Blas Antonio Pérez Ortega (born 13 March 1981) is a Panamanian footballer who plays as a forward for the Dallas Sidekicks in the Major Arena Soccer League.

Club career
Pérez began his career in his native Panama with Panamá Viejo. He made his debut with the club in 1998 and went on to score 27 goals in 56 matches. In 2001, he joined Árabe Unido and continued his goal scoring form. In 2002, he joined top Uruguayan side Nacional. The following season, he left for Colombia signing with Envigado, scoring a goal on his debut against Independiente Medellin in the process. After one season at the club he joined Centauros and went on to score 29 goals in 37 matches, catching the attention of one of Colombia's top clubs Deportivo Cali. For the 2005 season he signed with Cali and remained at the club for two years in which he continued with his goal scoring form. In 2006 Perez joined Cúcuta. With Cúcuta, Perez won the Copa Mustang in 2006 against Deportes Tolima. In 2007 Cúcuta and Blas Perez made their debut in Copa Libertadores, in which Blas scored eight goals, including two against Argentina's Boca Juniors. The eight goals were the second-most in the tournament.

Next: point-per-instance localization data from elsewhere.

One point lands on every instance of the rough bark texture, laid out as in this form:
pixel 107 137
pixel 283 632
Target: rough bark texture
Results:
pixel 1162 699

On 29 May 2007 Spanish Segunda División team Hércules CF signed Super Ratón on a four-year contract in which they acquired 50% of the players rights. It was valued at US$2.7 million, with Blas Perez earning 60 thousand dollars per month. Perez enjoyed a brief stay in Spain in which he scored four goals in 16 matches.

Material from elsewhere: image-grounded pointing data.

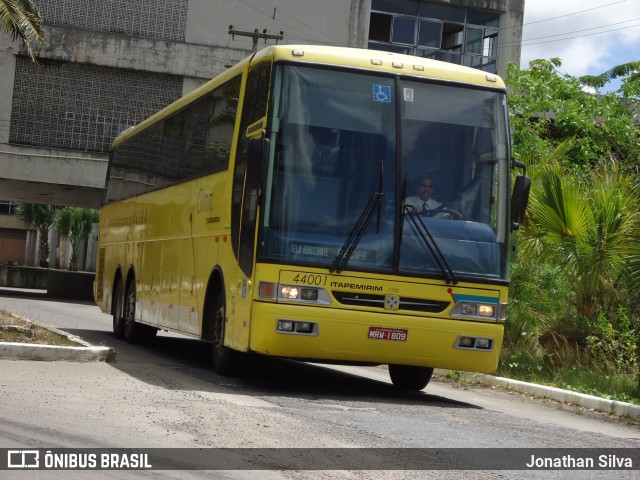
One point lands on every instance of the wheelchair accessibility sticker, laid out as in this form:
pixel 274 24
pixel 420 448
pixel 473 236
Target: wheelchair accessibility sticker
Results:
pixel 382 93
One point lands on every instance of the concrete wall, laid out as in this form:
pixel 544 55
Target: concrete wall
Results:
pixel 57 283
pixel 75 178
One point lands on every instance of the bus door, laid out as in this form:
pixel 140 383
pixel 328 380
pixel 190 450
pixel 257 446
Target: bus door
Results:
pixel 244 208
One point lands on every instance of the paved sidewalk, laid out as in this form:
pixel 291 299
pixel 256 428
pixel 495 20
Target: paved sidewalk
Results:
pixel 90 353
pixel 52 353
pixel 590 402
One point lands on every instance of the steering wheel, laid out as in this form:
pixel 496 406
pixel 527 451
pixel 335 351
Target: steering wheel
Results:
pixel 453 214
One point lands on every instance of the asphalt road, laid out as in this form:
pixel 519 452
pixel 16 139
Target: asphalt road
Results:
pixel 166 395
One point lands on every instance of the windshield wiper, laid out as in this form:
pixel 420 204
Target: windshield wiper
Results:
pixel 361 226
pixel 426 237
pixel 356 233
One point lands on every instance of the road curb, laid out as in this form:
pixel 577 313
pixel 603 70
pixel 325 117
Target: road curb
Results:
pixel 22 351
pixel 591 402
pixel 52 353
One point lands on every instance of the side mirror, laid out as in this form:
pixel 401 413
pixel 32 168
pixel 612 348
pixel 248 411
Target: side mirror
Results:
pixel 258 158
pixel 519 200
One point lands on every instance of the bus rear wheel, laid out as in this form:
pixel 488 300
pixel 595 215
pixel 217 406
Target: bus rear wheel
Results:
pixel 409 377
pixel 135 332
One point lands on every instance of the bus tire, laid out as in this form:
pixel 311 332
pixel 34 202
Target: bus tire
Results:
pixel 135 332
pixel 117 311
pixel 409 377
pixel 226 361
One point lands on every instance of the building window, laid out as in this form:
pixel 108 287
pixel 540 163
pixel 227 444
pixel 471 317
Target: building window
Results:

On 18 January 2008 he signed with UANL Tigres, his seventh club in his career and first in Mexico. He played for Pachuca for the 2009 Clausura in a loan deal after Miguel Sabah's transfer to Pachuca did not work out. He scored eight goals in 15 matches with Pachuca.

After his impressive display in the 2009 CONCACAF Gold Cup, Al Wasl FC of Dubai was able to secure Blas Pérez services to play in the UAE League based on Al Wasl's new coach Alexandre Guimarães recommendation. He stayed there only for the first half of the 2009–10 season before moving back to Mexico to play for San Luis. After having played 17 games in the Torneo Bicentenario and 2 in the 2010 edition of the Copa Libertadores and having scored 5 goals in both tournaments, he was released at the end of the season. He was later signed by Club León from the Liga de Ascenso in the 2010 edition of the Mexican draft. he rediscovered his goal scoring form with Club León with 19 goals in 28 matches. For the second half of the 2011 season he was again sent on loan this time to Indios. For the 2012 Major League Soccer season, he signed with FC Dallas. On 2 December 2015, it was announced that FC Dallas would not be renewing Perez's contract.

On 16 February 2016, Perez was traded to Vancouver Whitecaps FC for Mauro Rosales. At the conclusion of the 2016 season Perez's contract was not renewed. On 31 January 2017, Pérez signed with Panamanian club, C.D. Árabe Unido.

On 25 November 2018, Pérez retired from playing professional football.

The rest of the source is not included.